ニッケイ新聞 2008年6月21日付け
十九日午後着聖された皇太子さまは、同日午後四時四十分頃、サンパウロ市イビラプエラ公園内にある「開拓先没者慰霊碑」と「日本館」をご訪問になった。
ご訪問予定時刻から遅れること約四十分。白バイに先導され、皇太子さまがご乗車された車が姿を表した。
皇太子さまは、同慰霊碑を管理するブラジル日本都道府県人会(与儀昭雄会長)の長友契蔵副会長から、慰霊碑の説明を受けながら、慰霊碑の前にお立ちになった。すでに供花が置かれた慰霊碑に深々とお辞儀した。
その後、子ども達や訪れていた人たちが日伯両国旗の小旗を振るなか、隣接する日本館へと歩いて行かれた。途中、子供たちから「こんにちわ」とかわいらしい声が上がるたびに、笑顔で会釈され、手を振られた。
日本館にお立ちよりになった皇太子さまは、六七年に御来伯された皇太子殿下美智子妃殿下(当時)お手植えの記念の松と、九五年の清子内親王殿下(当時)のご来伯を記念して建立された「日伯修好百周年記念植樹之碑」をご覧になり、館内の池を臨む廊下にむかわれた。
西林万寿夫在サンパウロ総領事の案内で、廊下で待機していた文協創立メンバーで現評議員の原沢和夫さんが皇太子さまに紹介された。皇太子さまは原沢さんに手を差し伸べられ、原沢さんは緊張と感激の面持ちで握手し、数度頭を下げた。皇太子さまは池にむかって、四度ほどエサを投げられた。
続いて館内で特別展示されている「手島泰六書展」の展示作品を一つひとつご覧になり、作者の手島氏にご質問された。皇太子さまは「魁」「光」と書かれた作品について「どのような墨をつかっていますか」と尋ねられ、手島氏はそれぞれ「中国宋時代の古木と茶墨を使いました」などと答えた。
皇太子さまは館内の所蔵展示作品の数々をご覧になったあと、お車にむかわわれた。沿道には両側にびっしりと日系人や非日系人が並び、皇太子さまは両側を歩いて、握手などをなされた。ボーイスカウトの一人に「なにをされているのですか」とご質問をしている一幕もあった。
皇室と縁戚の関係に当たる多羅間俊彦・東京都友会名誉会長は、日本館入り口の門で皇太子様とあいさつし、「両陛下からよろしくとのことでした」と声をかけられ、軽く会釈を交わした。

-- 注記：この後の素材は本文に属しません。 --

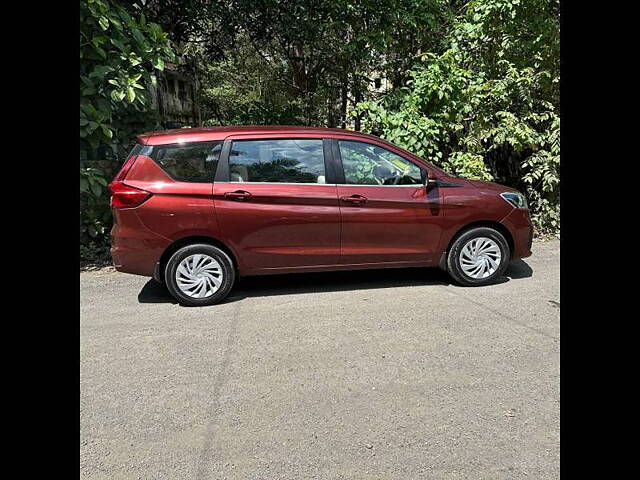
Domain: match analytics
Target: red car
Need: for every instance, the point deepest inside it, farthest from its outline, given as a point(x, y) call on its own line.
point(196, 208)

与儀昭雄会長は「慰霊碑に対して手を合わせていただいたことが大変大切なこと。諸先輩たちをいつも忘れていないことを嬉しく思う。本当に優しくて、お会いできて嬉しかった」。長友副会長は「二十六年前にきていただいたことを覚えていてくれた。慰霊碑についての説明をして、皇太子殿下は真剣に聞いていただいた」と振り返った。
ネッカチーフを皇太子殿下に手渡した北海道県人会のボーイスカウトの会長を務める南パウロ・トシオさん(48、二世、北海道)は「皇太子殿下もボーイスカウトをしていたことを知っていたから渡す計画をしていた。笑顔で受取っていただいて、大変感激している」と興奮覚めやらぬ様子。
ボーイスカウトの一員の高田チシアネさん(15、三世)は「皇太子殿下が通られたので、自分たちの名前を書いたネッカチーフを手渡した。手渡す計画はしていなかったし、会えるなんて想像もしていなかった」と感激した様子で話した。